HONOLULU (HawaiiNewsNow) - For more than a decade, the Pacific Islands Athletic Alliance's annual combines have helped thousands of local prep athletes improve their chances of playing collegiate sports.
The group's influence -- and impact -- have been undeniable. College coaches from around the country have attended the event, and the video results circulate in coaching circles in programs near and far. So when the PIAA shut down operations earlier this year, citing financial reasons, executive director Doris Sullivan tasked former Hawaii defensive back Kenny Patton with continuing that mission.
"The biggest part about exposure, just like when Doris was doing it, is about making sure kids are getting accurate testing results," said Patton, who now conducts speed training for prep and collegiate athletes. "Making sure they can see, from freshman, sophomore, junior year that they're progressing."
For underclassmen around the state like Challen Fa'amatau, a junior running back form Farrington, athletic progression may one day make a life-changing difference. He's one of dozens of athletes who spend hours a week training with Patton, all of them with collegiate opportunities in mind.
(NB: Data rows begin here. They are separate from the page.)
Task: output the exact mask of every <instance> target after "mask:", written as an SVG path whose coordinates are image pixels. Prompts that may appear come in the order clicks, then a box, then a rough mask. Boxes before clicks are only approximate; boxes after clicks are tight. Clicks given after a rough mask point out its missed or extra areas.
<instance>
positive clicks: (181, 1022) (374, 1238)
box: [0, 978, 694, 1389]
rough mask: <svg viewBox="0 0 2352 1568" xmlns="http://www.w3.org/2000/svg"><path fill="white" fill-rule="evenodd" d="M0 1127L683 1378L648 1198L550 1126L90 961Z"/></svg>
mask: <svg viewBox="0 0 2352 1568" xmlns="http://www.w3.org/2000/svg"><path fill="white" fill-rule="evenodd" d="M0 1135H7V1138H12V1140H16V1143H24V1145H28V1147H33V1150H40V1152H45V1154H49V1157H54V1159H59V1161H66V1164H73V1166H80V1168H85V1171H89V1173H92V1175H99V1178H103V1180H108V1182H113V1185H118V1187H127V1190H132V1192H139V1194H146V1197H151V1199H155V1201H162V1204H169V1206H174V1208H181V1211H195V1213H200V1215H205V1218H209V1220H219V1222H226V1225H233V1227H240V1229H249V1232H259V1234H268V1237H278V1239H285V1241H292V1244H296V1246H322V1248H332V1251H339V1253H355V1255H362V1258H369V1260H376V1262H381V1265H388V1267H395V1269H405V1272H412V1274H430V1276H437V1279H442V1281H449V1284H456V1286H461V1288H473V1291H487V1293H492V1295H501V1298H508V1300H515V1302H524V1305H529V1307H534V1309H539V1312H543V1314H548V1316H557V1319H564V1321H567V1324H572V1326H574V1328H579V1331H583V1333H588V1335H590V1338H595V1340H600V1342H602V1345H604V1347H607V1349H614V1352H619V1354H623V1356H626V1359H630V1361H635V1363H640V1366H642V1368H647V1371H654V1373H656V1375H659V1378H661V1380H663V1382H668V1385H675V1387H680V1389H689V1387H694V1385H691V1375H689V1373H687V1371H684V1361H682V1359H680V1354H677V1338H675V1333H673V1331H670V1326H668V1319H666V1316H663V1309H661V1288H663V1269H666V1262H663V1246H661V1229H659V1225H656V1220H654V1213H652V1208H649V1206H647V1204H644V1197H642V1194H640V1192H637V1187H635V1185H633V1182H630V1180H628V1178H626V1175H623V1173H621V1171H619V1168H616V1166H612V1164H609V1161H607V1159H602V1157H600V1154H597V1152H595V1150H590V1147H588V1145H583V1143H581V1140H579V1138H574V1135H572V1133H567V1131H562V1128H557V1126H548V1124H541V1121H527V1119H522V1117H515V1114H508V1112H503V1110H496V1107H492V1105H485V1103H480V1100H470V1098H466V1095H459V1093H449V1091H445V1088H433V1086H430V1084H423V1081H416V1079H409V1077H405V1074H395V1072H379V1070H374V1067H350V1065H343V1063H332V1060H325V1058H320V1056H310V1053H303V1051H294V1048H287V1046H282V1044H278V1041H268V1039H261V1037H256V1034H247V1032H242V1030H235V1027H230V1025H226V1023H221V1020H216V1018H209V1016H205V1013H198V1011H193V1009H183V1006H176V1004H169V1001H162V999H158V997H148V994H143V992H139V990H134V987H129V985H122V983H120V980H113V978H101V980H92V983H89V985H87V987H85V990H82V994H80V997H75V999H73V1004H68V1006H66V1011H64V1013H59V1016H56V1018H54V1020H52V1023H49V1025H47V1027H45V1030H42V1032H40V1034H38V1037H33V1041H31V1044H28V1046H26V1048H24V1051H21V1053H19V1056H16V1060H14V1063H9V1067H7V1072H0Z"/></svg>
"I just hope that I get some coach's attention, and some great exposure," said Fa'amatau. "Maybe I can pursue my dreams and go to college, and maybe go to a college that I really want to go to," he added, emphasizing with intonation the benefits that having college choices can bring.
Patton's approach with prep players have resulted in choices for athletes aplenty; Vavae Malepeai will attend USC on scholarship this fall, and he may eventually be joined there by Saint Louis junior Tua Tagovailoa, the state's most recruited prospect in the class of 2017.
"It's a great experience, because I get to see where I'm at with my 40, my pro agility, all of these things that we've worked hard on with Coach Kenny," said Tagovailoa.
When Tagovailoa and the rest of the athletes test at the Hawaii Football Combine on May 21, they'll be doing so with some high-tech timing devices; the same instruments used to test 40 times at the NFL Combine will be employed on the field at Saint Louis School, helping athletes get more accurate readings on their times.
"It's important to them so that college coaches know exactly how fast they are, because that's what the game has evolved to, is speed," said Patton. "We want to show that the state of Hawaii is fast, and we belong at the next level."